My mom is a bionic woman who seems to have to do things in twos: double knee surgery, double back surgery, double mastectomy.
You see the general pattern?
To help mitigate the risk that her first hip surgery would bear repeating as with her other prior surgeries and, so that I could be there to help support her, my dad and sister, I went trucking back to Oregon to be her hip coach. (No, not “how to be hip” but for the actual joint… well, you know what I mean).
Through the process of dealing with the pre- and post-OP process, I actualized the importance of A
) being a medical advocate
for your loved ones and B
) having heath care professionals
, who have the civil courage to go against short-term cost-directives.
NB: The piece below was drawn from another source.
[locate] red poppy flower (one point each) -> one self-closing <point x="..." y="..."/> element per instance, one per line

We will forever be grateful to a nurse, who took it upon herself to make sure that the right thing was done by my mother despite hurdles and cost-driven recommendations by her colleagues. She showed real gumption and personal wherewithal. She rocked the system until the system said “Yes, of course, that is the right thing to do and, as you decree it, so shall it be done.”
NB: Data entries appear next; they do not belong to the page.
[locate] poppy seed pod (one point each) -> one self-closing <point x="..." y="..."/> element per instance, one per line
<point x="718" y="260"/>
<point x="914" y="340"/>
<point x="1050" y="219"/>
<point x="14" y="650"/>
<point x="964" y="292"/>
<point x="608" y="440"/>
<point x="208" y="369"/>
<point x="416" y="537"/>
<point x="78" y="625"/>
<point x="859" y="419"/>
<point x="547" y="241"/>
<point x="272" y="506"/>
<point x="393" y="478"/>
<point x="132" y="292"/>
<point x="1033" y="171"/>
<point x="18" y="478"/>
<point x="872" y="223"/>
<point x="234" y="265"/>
She inspired me to draw attention in this edition, on how important it is, in the days of process efficiency, short-term cost control, and layers of policies, that people know how, and that they can / should act according to the principles of:
“What is the right thing to do?”
Which is a powerful directive and enabler.
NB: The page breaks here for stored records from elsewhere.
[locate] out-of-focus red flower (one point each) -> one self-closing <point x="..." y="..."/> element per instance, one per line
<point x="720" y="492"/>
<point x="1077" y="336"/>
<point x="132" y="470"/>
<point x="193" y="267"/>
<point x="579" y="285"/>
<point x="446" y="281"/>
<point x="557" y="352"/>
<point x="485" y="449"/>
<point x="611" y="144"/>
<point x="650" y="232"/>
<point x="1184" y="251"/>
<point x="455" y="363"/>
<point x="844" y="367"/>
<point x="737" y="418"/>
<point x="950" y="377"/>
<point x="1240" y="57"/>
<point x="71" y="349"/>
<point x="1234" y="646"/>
I saw the power of explicitly espousing courage to do the right thing at the workplace.
- “Safety First” was driven when an operator stopped a Vice-President on the shop floor and reminded him that he needed PPE (personal protective equipment) to be in that production area.
- A General Manager gathering resources to support the business for different BU’s to his businesses’ - at that time - financial detriment.
- The President of the Business Unit changing the criteria of bonus KPI’s accordingly to recognize proactive, collaborative behavior.
- A participant stopping a training to assure that the emotional well-being of colleague was dealt with in a constructive and empathic manner.
- Offering talents a “boomerang option” to leave the organisation to continue on their path of growth but knowing if they wish to return, the promise to try and find a good fit for their return.
Those are just some examples - there are thousands more - but the common thread is folks are acting on principles and values over the status quo of keeping their head down or hoping someone else will take the reins to speak up.
As we look into the Human Age of Growth
and customer centricity to the power of infinity and then some
, our principles and our civil courage are going to become even more paramount to connecting and making a difference on what really matters. So have courage
See something, say something, do something!
A big pre-emptive thank you from my side!